En 1958, le compositeur britannique Benjamin Britten fait un arrangement pour
deux pianos et 14 chanteurs de cette œuvre, arrangement qui est depuis tombé
dans l’oubli.
C’est cet arrangement inédit que la production présentée en 2013 au Festival
d’Aix-en-Provence des Mamelles de Tirésias fera revivre.
Ecrite en 1916, la pièce Les Mamelles de Tirésias de Guillaume Apollinaire est en
quelque sorte un précurseur du surréalisme, qui émergera sous la conduite
d’André Breton quelques années plus tard, vers 1920. S’inspirant de thématiques
empruntées à la mythologie grecque telle que la légende de Tirésias, devin
aveugle, et de Térésa, qui se déguise afin de rétablir la justice entre les hommes
et les femmes, cette pièce défend des idées féministes et antimilitaristes.
Préfaçant Les Mamelles de Tirésias, Guillaume Apollinaire écrit:
« Pour tenter une rénovation du théâtre, du moins un effort personnel, j’ai
pensé qu’il fallait revenir à la nature même, mais sans l’imiter à la manière des
photographes. Quand l’homme a voulu imiter la marche, il a créé la roue qui
ne ressemble pas à une jambe. Il a ainsi fait du surréalisme sans le savoir. (…)
j’aurais pu faire sur ce sujet qui n’a jamais été traité une pièce selon le ton
sarcastico-mélodramatique qu’ont mis à la mode les faiseurs de « pièces à
thèse ». J’ai préféré un ton moins sombre, car je ne pense pas que le théâtre
doive désespérer qui que ce soit. J’aurais pu aussi écrire un drame d’idées et
flatter le goût du public actuel qui aime à se donner l’illusion de penser. J’ai
mieux aimé donner libre cours à cette fantaisie qui est ma façon d’interpréter
la nature, fantaisie qui se manifeste avec plus ou moins de mélancolie, de
satire et de lyrisme… »
Sous couvert du comique, nous voyons surgir ici les débuts de l’absurde, avec
l’utilisation d’un mythe antique dans le monde contemporain.
Mais en 1917, le travail trop subversif d’Apollinaire a scandalisé l’opinion
publique.
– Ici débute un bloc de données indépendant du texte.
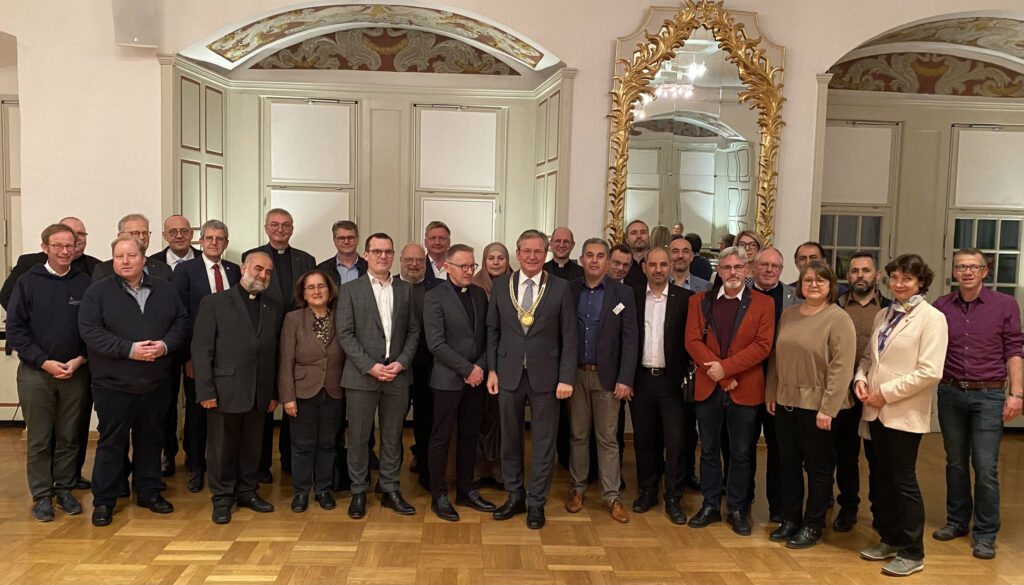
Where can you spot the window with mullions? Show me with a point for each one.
(843, 234)
(999, 240)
Pourtant en 1939, Francis Poulenc, à la recherche d’un livret d’opéra
depuis déjà quelques années, sera persuadé qu’il tient avec Les Mamelles de
Tirésias « le seul livret d’opéra viable ». Avec l’accord et les conseils de la veuve
d’Apollinaire, il aménage donc la pièce en livret.
Le groupe des Six, la vie parisienne, le music-hall, le cabaret, la foire et le cirque,
l'opérette, Nogent sur Marne, la valse-musette ainsi qu'une prise de conscience
religieuse liée au décès d'un proche, sont autant d'influences sur l'écriture des
Mamelles de Tirésias, auxquelles s'ajoutent le texte surréaliste, la fantaisie et le
lyrisme d'Apollinaire dont Poulenc parle ainsi:
« Le poème de Guillaume Apollinaire pour Les Mamelles de Tirésias [plus
proche en cela de Verlaine], plein d’arrière-plans poétiques, ne tombe jamais
dans un humour à fleur de peau.
C’est ce dont je me suis persuadé, encore hier, en relisant les épreuves de ma
partition. *J’ai d’ailleurs composé cette œuvre avec l’instinct et le cœur bien
plus qu’avec l’intellect. Musiques gaies [et] musiques bouffes ne sont pas
forcément humoristiques.] Il faudra donc chanter, d’un bout à l’autre, les
Mamelles comme du Verdi. Cela ne sera peut-être pas très facile à faire
comprendre aux interprètes, qui s’en tiennent généralement à l’apparence des
choses ».
Francis Poulenc, Journal de mes mélodies, éditions Renaud Machart.